Page:Revue des Deux Mondes - 1883 - tome 55.djvu/476

La bibliothèque libre.
Le texte de cette page a été corrigé et est conforme au fac-similé.

Laissons, laissons l’histoire de demain mettre chacun à son rang, faire la part du puissant tribun et assurer aussi à cet autre mort, au général Chanzy, la place qu’il avait déjà conquise dans l’estime du pays. Pour celui-ci, à vrai dire, tout s’est passé plus simplement à Châlons, et cependant si M. Gambetta, pour beaucoup de Français, était un grand espoir, le général Chanzy était certainement, lui aussi, une grande et sérieuse ressource sur laquelle le pays croyait pouvoir compter pour les momens difficiles. Depuis quelque temps déjà, le commandant du 6e corps devenait de plus en plus l’objet de la confiance de l’opinion, et cette confiance, il la méritait par son passé de soldat, par son caractère, par la mesure qu’il mettait dans toutes ses actions, par l’attitude qu’il avait su prendre tour à tour au parlement, au gouvernement-général de l’Algérie, à l’ambassade de Saint-Pétersbourg, dans ce commandement où la mort vient de le frapper.
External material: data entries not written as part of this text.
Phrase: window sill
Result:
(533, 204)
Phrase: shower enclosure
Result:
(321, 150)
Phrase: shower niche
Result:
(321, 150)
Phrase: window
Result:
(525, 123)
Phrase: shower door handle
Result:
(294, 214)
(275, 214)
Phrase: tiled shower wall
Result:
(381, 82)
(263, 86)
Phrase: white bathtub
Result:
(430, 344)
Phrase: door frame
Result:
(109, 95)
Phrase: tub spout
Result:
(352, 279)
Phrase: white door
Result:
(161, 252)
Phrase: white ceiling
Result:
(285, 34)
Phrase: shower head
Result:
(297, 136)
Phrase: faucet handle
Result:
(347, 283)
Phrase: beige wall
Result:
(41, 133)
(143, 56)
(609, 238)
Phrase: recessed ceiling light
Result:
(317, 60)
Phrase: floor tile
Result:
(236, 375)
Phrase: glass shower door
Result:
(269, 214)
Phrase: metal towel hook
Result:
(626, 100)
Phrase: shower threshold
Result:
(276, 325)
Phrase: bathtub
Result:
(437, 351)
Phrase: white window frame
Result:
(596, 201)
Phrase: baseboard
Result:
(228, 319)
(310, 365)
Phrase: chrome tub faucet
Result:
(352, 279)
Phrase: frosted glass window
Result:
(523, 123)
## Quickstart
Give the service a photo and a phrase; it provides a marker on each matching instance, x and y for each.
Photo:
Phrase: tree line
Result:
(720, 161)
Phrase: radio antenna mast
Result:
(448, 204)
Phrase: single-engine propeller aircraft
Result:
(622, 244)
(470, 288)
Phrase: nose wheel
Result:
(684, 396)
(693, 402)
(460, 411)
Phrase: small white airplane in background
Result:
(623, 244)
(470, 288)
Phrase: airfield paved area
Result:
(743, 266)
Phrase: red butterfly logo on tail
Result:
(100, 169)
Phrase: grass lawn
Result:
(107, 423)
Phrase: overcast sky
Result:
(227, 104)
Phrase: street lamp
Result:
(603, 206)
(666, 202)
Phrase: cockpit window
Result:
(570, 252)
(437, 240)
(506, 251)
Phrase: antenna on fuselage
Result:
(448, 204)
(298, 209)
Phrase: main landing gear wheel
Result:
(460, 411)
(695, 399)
C’était tout à la fois un soldat et un politique. Comme chef militaire, Chanzy s’était révélé en 1870, à cette armée de la Loire où il arrivait pour combattre à Coulmiers. Débarqué la veille de l’Afrique, où il avait été laissé au début de la guerre, nommé au commandement d’une division, puis du 16e corps, il ne tardait pas à avoir de terribles occasions de montrer la fermeté de son âme. Celui qui, au lendemain du second désastre d’Orléans, avec des soldats démoralisés par la défaite, avec des divisions débandées, trouvait le moyen de ramasser ses forces, de s’arrêter sur les lignes de Josne et de tenir tête pendant cinq jours à un ennemi grossissant d’heure en heure, irrité par la résistance, celui-là était certes un intrépide capitaine, au cœur fermement trempé. Celui qui, obligé de battre en retraite après cinq jours de luttes sur les lignes de Josne, ne se retirait que pas à pas, gardant la liberté de ses mouvemens, se battant à Vendôme, se battant encore au Mans avec l’amiral Jauréguiberry comme lieutenant, celui-là était assurément un chef habile. Il pouvait être malheureux comme bien d’autres, il ne se laissait point ébranler. Après chaque affaire, il retrouvait toute sa vigueur pour rallier ses soldats en attendant de les ramener au combat. Livré à peu près à lui-même, comptant peu avec les ordres de Tours ou de Bordeaux, il suivait sa propre inspiration, et c’est pendant cette effroyable guerre le mérite du général Chanzy de ne s’être jamais laissé déconcerter, d’avoir opposé à tous les dangers une virilité simple et sans faste, d’avoir gardé jusqu’au bout, même à la paix, l’ardeur de la résistance. La politique pouvait conseiller la paix ; le soldat croyait de son devoir de ne pas avouer l’impossibilité de la guerre.

L’esprit militaire, le général Chanzy l’avait toujours gardé intact en lui dans toutes les diversions de sa vie publique, et lorsqu’après bien des années il était placé l’an dernier à la tête du 6e corps, il retrouvait tout son feu, son habile et intelligente activité pour organiser et assurer la défense de la frontière. Il se mêlait peu aux débats publics du sénat.